Many businesses are failing to protect themselves from cyber-threats such as ransomware, leaving themselves at risk of serious losses, new research has revealed.
Despite the publicity given to recent large-scale attacks such as WannaCry and Petya, British small and medium businesses still aren’t implementing effective security protection in order to keep themselves safe online.
UK companies appear to be suffering from a false sense of security when it comes to ransomware and other kinds of attacks, with 87 per cent of companies surveyed by Webroot confident that their staff would be able to fully address or eliminate an issue – even though 72 per cent admitted that their businesses wouldn’t be prepared to deal with damaging external threats.
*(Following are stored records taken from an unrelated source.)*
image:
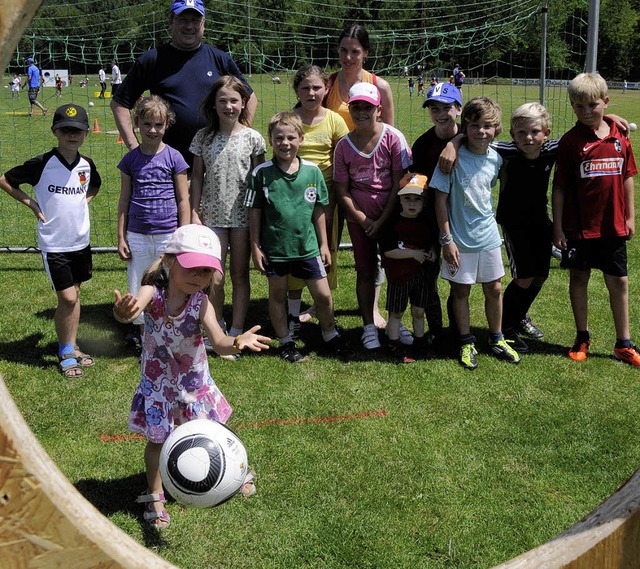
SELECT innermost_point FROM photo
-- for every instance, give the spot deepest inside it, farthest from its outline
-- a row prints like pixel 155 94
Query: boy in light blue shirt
pixel 468 231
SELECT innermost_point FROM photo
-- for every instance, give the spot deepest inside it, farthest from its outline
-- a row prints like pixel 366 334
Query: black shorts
pixel 528 251
pixel 609 254
pixel 415 290
pixel 67 269
pixel 307 270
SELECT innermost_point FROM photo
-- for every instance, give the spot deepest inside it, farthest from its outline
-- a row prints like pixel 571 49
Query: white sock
pixel 285 340
pixel 329 334
pixel 294 306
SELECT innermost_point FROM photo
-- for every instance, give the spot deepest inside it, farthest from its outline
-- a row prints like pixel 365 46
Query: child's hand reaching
pixel 126 307
pixel 35 208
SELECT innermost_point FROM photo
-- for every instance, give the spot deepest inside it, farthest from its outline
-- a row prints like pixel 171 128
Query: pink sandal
pixel 157 520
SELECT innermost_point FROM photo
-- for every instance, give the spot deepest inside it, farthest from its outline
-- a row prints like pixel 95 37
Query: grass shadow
pixel 119 495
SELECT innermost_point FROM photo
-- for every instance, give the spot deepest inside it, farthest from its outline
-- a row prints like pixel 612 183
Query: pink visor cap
pixel 195 246
pixel 365 92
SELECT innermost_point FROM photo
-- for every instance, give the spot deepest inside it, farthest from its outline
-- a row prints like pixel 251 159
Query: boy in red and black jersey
pixel 593 211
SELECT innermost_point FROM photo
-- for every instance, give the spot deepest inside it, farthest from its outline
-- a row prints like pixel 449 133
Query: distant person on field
pixel 407 245
pixel 64 182
pixel 176 385
pixel 154 196
pixel 34 81
pixel 287 197
pixel 180 72
pixel 353 48
pixel 15 86
pixel 468 230
pixel 225 153
pixel 102 77
pixel 594 213
pixel 444 103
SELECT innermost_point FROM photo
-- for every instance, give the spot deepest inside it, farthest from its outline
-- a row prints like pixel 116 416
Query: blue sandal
pixel 157 520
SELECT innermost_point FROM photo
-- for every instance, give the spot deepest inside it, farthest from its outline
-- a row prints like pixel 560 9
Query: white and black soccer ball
pixel 203 463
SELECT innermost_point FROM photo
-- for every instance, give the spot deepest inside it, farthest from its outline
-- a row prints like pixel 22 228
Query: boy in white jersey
pixel 64 182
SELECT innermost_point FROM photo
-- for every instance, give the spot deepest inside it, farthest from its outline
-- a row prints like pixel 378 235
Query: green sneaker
pixel 467 357
pixel 503 351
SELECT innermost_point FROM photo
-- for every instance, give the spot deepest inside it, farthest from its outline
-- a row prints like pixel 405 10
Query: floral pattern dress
pixel 227 161
pixel 176 385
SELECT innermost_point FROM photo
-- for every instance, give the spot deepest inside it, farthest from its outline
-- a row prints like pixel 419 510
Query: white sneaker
pixel 406 337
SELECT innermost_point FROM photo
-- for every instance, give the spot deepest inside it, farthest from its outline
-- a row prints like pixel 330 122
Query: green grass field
pixel 368 464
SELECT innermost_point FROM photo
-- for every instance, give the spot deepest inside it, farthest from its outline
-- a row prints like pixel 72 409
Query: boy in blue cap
pixel 444 103
pixel 64 182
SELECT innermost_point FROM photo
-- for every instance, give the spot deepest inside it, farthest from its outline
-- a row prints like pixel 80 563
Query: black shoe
pixel 515 341
pixel 290 353
pixel 528 328
pixel 339 347
pixel 133 338
pixel 398 352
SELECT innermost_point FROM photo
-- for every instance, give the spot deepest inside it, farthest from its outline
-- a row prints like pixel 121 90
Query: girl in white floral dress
pixel 225 153
pixel 176 385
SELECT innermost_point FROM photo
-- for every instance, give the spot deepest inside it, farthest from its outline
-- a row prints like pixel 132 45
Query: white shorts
pixel 144 250
pixel 481 267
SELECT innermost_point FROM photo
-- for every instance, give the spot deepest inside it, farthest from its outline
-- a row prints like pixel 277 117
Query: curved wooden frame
pixel 44 520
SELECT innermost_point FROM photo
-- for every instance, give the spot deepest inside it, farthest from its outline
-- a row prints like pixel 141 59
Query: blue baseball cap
pixel 443 93
pixel 180 6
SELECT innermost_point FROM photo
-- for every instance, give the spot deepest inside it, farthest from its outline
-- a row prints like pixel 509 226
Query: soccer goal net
pixel 496 42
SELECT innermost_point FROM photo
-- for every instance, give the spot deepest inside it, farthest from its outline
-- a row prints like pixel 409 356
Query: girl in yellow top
pixel 353 49
pixel 322 130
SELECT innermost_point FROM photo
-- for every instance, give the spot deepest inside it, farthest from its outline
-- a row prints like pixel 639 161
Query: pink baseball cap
pixel 365 92
pixel 195 246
Overall, only 42 per cent of businesses surveyed said that they thought they would be susceptible to ransomware attacks in 2017, with malware infections (59 per cent), mobile attacks (53 per cent) and phishing (48 per cent) all ranking higher up the list of concerns.
This was despite more than 60 per cent of companies having already been affected by ransomware, with the financial and retail sectors being hit the hardest.
“The lack of concern about ransomware is leaving a gaping hole in the security of global businesses, as witnessed by the recent outbreaks of WannaCry and not-Petya,” said Adam Nash, EMEA regional manager, Webroot.
This combined with the UK’s false sense of security when it comes to businesses’ ability to manage external threats is worrying. Small- to medium-sized businesses can no longer afford to put security on the back burner and need to start engaging with the issues and trends affecting the industry. Enlisting the help and expertise of a Managed Security Services Provider is one way to implement a secure, layered approach to combat external threats.”
The cost of ransomware attacks was also revealed to be punishingly high for UK SMBs, with the poll recipients estimating that a cyberattack on their business that resulted in customer records or critical business data being lost would cost an average of £737,677 in the UK. Perhaps with this in mind, nearly all (98 per cent) of those polled said they planned to increase their annual IT security budget in 2017 compared to 2016.